Reyes's approach transformed Agassi into a well-conditioned strong athlete. When they first began working together Agassi could bench press 135 pounds. Fourteen years later in 2003, he was benchpressing 350 lbs. Reyes described his job as being "to get [Agassi] to be as good to himself as he is to others." The relationship between Reyes and Agassi was so close that Reyes was sometimes called "the core" of Agassi's team of advisors, friends and family.

Reyes's contributions to Agassi's success were often overlooked in favor of the contributions of coaches like Brad Gilbert.

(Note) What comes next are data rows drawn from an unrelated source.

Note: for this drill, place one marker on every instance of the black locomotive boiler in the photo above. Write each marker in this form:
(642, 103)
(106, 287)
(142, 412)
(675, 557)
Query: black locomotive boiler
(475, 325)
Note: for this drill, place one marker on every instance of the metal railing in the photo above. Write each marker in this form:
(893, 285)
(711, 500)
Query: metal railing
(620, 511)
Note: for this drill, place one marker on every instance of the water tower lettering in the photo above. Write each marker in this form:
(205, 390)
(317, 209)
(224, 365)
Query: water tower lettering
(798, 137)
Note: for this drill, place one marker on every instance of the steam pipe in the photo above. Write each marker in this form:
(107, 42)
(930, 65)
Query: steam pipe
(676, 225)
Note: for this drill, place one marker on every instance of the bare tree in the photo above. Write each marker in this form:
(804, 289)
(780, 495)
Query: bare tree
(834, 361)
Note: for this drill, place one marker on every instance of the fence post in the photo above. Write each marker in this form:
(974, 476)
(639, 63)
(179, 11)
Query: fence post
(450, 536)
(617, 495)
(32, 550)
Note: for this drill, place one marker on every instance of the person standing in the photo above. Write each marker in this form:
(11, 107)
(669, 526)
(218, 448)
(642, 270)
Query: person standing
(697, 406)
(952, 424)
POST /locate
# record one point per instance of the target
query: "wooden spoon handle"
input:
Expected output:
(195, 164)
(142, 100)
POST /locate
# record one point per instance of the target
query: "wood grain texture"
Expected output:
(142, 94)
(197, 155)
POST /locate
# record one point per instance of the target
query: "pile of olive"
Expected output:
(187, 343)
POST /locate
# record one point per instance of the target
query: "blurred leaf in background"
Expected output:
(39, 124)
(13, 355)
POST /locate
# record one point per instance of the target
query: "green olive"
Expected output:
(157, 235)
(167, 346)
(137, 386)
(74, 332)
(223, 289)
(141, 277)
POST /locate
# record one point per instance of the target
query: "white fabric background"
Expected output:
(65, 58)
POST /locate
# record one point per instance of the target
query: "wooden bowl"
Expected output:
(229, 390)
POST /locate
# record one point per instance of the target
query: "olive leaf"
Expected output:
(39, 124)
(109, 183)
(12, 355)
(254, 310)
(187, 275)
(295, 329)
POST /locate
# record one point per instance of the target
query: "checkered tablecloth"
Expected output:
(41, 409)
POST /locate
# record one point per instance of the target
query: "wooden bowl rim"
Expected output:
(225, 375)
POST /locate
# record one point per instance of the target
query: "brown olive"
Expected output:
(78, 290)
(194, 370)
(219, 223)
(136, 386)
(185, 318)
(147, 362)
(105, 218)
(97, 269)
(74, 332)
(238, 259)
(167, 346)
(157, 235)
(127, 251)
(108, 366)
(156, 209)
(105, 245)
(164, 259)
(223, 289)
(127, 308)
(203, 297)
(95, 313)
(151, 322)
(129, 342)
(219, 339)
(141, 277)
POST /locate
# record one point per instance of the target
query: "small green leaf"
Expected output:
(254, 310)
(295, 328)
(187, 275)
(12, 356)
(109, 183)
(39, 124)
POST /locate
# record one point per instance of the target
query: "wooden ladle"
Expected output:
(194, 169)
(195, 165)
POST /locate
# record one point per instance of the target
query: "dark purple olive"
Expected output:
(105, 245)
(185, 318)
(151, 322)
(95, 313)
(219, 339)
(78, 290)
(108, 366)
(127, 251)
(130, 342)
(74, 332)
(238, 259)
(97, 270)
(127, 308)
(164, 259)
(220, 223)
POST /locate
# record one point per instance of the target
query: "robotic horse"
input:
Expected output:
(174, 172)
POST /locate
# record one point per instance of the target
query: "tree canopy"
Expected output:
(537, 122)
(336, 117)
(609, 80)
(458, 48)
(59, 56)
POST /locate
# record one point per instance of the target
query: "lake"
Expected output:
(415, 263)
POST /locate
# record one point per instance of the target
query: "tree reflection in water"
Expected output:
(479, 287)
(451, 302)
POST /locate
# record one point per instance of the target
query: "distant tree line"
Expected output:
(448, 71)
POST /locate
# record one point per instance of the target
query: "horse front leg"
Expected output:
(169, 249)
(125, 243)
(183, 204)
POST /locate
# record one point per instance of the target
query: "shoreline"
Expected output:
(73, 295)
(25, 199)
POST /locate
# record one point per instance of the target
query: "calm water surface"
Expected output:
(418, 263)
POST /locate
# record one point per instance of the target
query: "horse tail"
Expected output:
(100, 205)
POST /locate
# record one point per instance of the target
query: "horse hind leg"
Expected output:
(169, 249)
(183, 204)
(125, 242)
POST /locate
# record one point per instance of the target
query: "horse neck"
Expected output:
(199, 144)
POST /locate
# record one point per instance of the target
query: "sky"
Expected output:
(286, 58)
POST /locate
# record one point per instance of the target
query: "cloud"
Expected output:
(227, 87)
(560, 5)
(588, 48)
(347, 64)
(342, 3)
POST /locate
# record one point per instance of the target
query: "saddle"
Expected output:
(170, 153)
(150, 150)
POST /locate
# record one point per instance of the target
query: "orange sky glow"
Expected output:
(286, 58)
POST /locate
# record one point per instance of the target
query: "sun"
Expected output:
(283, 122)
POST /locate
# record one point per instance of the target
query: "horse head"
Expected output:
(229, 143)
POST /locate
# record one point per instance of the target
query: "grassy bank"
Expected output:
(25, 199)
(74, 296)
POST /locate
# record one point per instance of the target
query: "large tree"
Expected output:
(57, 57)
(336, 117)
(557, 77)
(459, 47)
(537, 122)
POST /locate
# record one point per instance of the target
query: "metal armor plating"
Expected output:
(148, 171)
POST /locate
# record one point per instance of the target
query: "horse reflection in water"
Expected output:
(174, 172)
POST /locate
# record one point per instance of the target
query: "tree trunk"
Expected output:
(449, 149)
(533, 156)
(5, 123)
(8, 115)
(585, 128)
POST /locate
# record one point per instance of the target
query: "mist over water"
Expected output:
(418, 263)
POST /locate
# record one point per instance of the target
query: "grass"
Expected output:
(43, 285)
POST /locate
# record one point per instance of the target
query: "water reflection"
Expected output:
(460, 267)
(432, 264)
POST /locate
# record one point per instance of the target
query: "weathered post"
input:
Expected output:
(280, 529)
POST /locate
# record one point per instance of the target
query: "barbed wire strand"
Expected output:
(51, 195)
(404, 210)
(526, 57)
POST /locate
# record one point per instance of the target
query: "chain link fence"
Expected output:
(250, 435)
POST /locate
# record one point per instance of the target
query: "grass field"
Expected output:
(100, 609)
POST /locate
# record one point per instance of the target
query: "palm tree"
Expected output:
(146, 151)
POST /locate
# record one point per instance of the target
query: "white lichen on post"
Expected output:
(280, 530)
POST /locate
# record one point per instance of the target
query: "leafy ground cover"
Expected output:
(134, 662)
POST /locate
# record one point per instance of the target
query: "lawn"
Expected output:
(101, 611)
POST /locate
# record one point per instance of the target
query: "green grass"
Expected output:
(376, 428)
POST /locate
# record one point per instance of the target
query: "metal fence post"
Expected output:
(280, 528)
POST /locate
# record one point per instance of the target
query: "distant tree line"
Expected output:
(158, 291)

In 2001, Agassi named his child Jaden Gil Agassi after his trainer and friend.

==After Agassi==
Gil Reyes currently runs the Gil Reyes Fitness Center in Las Vegas. Gil Reyes and Adidas have a contract under which he helps train young athletes, such as Fernando Verdasco, Sorana Cîrstea, Sania Mirza and Sam Querrey; the program is officially called the Adidas Player Development program. The training employed by Reyes consists of the same combination used for Andre Agassi- a combination of court practice, weight training and runs up "Magic Mountain".
Gil Reyes was credited by Fernando Verdasco for his improved fitness and career-best run to the Australian Open semifinals in January 2009. He is currently working with Eugenie Bouchard since October 2019.